Porém, todo esse absurdo é programado, existe no Brasil uma campanha de dessensibilização do povo, para que o caos social seja instaurado e uma espécie de domínio possa ser exercido.
Uma das coisas que mais irritam quem não é de esquerda é a parafilia, a tara, o fetiche, a compulsão que a esquerda tem pelos bandidos. Não é incomum, (muito pelo contrário) vermos esquerdistas todos os dias defendendo algum bandido por aí, seja na imprensa, seja na internet ou no dia-a-dia nas relações entre as pessoas, todos os dias vemos esquerdistas defendo os malditos bandidos.

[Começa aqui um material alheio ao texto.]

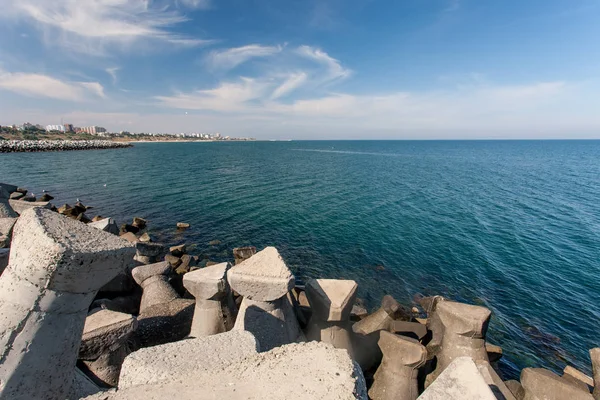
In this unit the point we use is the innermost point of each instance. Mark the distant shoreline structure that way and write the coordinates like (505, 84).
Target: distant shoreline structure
(29, 146)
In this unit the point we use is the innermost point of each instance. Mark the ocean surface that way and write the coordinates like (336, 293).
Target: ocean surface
(511, 225)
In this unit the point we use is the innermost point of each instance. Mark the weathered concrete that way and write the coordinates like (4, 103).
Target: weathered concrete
(541, 384)
(56, 267)
(367, 332)
(331, 301)
(595, 356)
(82, 386)
(107, 225)
(213, 312)
(153, 280)
(465, 327)
(165, 322)
(170, 361)
(396, 377)
(264, 280)
(4, 255)
(6, 210)
(262, 277)
(307, 371)
(491, 377)
(104, 331)
(434, 324)
(20, 206)
(6, 228)
(243, 253)
(460, 381)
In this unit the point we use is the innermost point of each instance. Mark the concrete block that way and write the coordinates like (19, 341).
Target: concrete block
(331, 301)
(214, 310)
(307, 371)
(262, 277)
(107, 225)
(186, 358)
(21, 205)
(153, 280)
(56, 267)
(396, 377)
(243, 253)
(460, 380)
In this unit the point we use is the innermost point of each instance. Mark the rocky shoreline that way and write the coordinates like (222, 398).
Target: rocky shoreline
(12, 146)
(91, 309)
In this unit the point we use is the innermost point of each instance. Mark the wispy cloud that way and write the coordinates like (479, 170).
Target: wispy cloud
(92, 25)
(230, 58)
(44, 86)
(113, 73)
(334, 68)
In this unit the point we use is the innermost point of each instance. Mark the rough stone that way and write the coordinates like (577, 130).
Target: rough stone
(165, 322)
(264, 280)
(214, 303)
(541, 384)
(307, 371)
(396, 377)
(263, 277)
(130, 237)
(461, 380)
(464, 330)
(188, 357)
(104, 331)
(177, 251)
(6, 228)
(56, 267)
(154, 282)
(106, 225)
(82, 386)
(331, 301)
(20, 206)
(9, 188)
(243, 253)
(4, 256)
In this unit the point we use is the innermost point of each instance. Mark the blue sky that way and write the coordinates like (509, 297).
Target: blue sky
(303, 69)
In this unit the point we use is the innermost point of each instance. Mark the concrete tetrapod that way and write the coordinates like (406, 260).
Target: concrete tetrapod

Para dar dois exemplos claros podemos citar operações policiais na favela do Jacarezinho, no Rio de Janeiro, e na cidade do Guarujá, no estado de São Paulo. Na operação ocorrida no Jacarezinho, a Polícia do Rio matou aproximadamente 26 bandidos e, infelizmente, um policial morreu. A imprensa histérica foi logo taxando a operação como chacina, foi logo culpando os policiais pelos efeitos da operação, ou seja, a morte de 26 bandidos. Esquerdistas, tanto políticos quanto eleitores, ficaram em polvorosa pela morte dos seus, porém, pouquíssimos foram os que se preocuparam com o policial morto e sua família.

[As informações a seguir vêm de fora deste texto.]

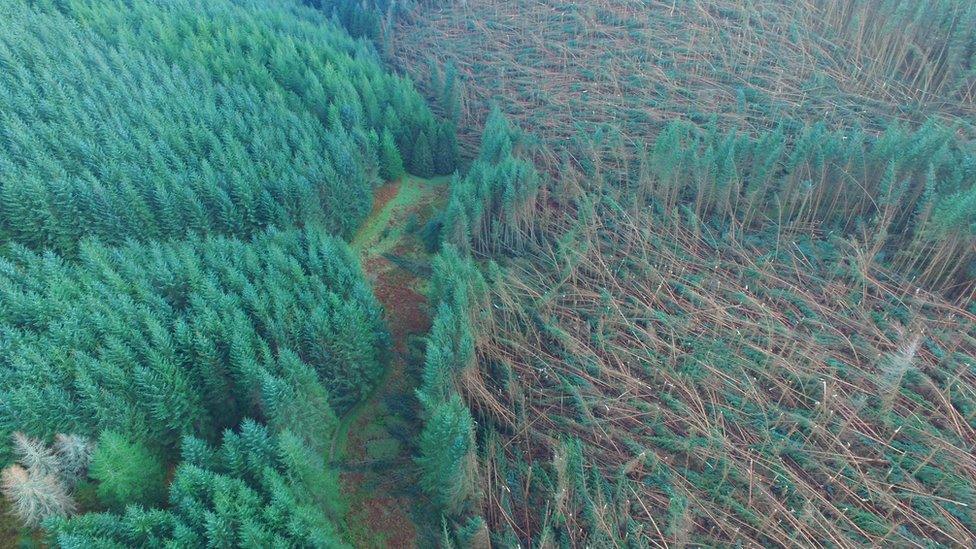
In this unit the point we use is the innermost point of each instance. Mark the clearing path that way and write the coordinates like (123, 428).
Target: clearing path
(373, 448)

Em São Paulo não foi diferente. Uma operação mandou alguns vagabundos para a vala. A narrativa da esquerda e de sua mídia comprada foi a mesma: a polícia cometeu uma chacina. O Secretário de Segurança Pública de São Paulo, o Capitão Derrite, explicitou uma situação em que uma policial feminina tomou vários tiros de fuzil nas costas. Tal situação não comoveu a imprensa, o movimento feminista e a esquerda em geral. O próprio Bolsonaro surgiu como fenômeno político e eleitoral por causa de uma esquerdista, Maria do Rosário, defender um estuprador em plena Câmara dos Deputados.

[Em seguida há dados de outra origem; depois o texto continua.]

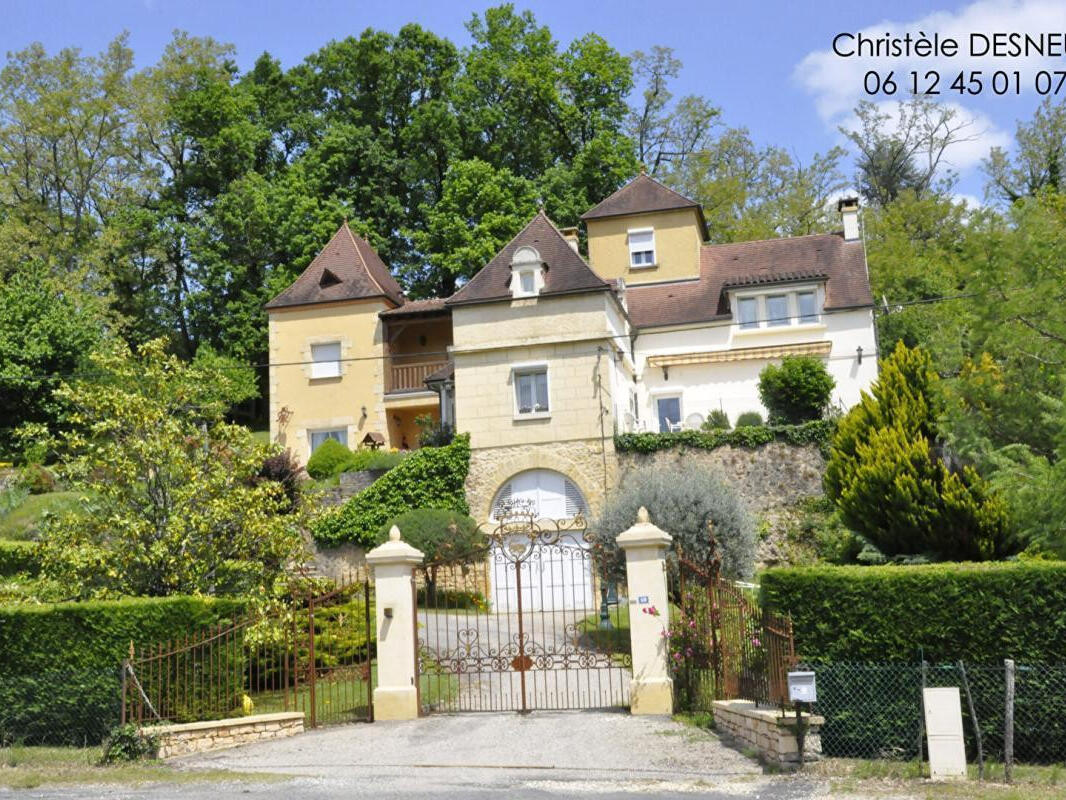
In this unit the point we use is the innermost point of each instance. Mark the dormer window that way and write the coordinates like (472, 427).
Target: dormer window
(642, 248)
(527, 273)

Com o passar do tempo vemos todos os dias e a todo momento situações cada vez mais escandalizadoras na televisão e demais mídias. A estética clássica das grandes cidades está cada vez mais destruída, o cidadão não mais conhece a história da sua cidade ap***s vendo a riqueza arquitetônica dela. A violência, a lascívia, a lacração, a desconstrução de símbolos consolidados é um movimento programado para a acabar com toda a civilização ocidental, pois sem seus princípios sólidos e símbolos consolidados não mais terá em que se apegar.
Toda a pauta “woke” importada da esquerda identitária americana caiu como uma luva na mão da esquerda brasileira que não mais sabia o que fazer depois de tantos escândalos de corrupção. A destruição do homem e sua masculinidade, a destruição da mulher e sua feminilidade, a desconstrução da inocência da criança, o culto ao paganismo e ao satanismo na cultura POP é uma campanha massiva de dessensibilização do povo, para que ele, cada vez mais acostumado com o absurdo, deixe de considerar o absurdo um absurdo.
O importante é ser feliz; o importante é sentir-se bem e o importante é estar bem, são jargões usados atualmente para justificar todo e qualquer absurdo ou desvio moral de uma pessoa, afinal, tudo que importa é a felicidade e o estado momentâneo das coisas. Nós brasileiros estamos cada vez menos sensíveis aos absurdos do mundo e do nosso país, a criminalidade violenta tornou-se comum, a corrupção faz parte do DNA da nação, a censura está aí no meio de nós. Dessa forma, a cada dia que passa somos vistos como cordeiros pelo lobo do globalismo, que está pronto para nos abater.